The Cardiac Action Potential

Correlation between the cardiac action potential in the surface electrocardiogram
Pacemaker activity



Cardiac myocytes are excitable cells and in response to a stimulus they can generate an action potential (AP) associated with a contractile response. An AP is a reversible change of the membrane potential caused by a sequential activation of several ion currents generated by the diffusion of ions through the membrane downs their electrochemical gradient.
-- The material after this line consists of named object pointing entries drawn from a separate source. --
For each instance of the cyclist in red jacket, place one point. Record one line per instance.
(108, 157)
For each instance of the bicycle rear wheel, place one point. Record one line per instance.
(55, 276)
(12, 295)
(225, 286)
Thus, during the cellular depolarization the resting membrane potential moves from negative values (-85 mV) to positive values (up to +20 or +30 mV) and then recover back to the basal resting membrane potencial during the repolarizing process.

The resting membrane potential of atrial and ventricular muscle cells and in cells from the His-Purkinje system is ~-85 mV. Following the application of a depolarizing pulse when the membrane potential exceeds the threshold potential (~ -65 mV) an AP is generated. The ionic currents involved in the genesis of the cardiac PA are summarized in Figures.

The phase 0 of rapid depolarization is a result of the massive influx of Na+ through voltage-gated channels which generates the fast inward Na+ current (INa). These channels are rapidly activated-opened during the depolarization, allowing the passage of Na+ for 1 to 2 ms and then they move into an inactive state (nonconductive closed state).

In the cardiac repolarization we can separate three three phases. The phase 1 of rapid repolarization is due to the activation of a current with fast activation and inactivation kinetics, the transient outward K+ current (Ito). The cardiac tissues in which the Ito predominates (i.e. His-Purkinje and ventricular epicardium) phase 1 is more marked. In atrial cells also contributes to phase 1 the ultrarapid delayed rectifier current IKur, however, this current is not present in the ventricle.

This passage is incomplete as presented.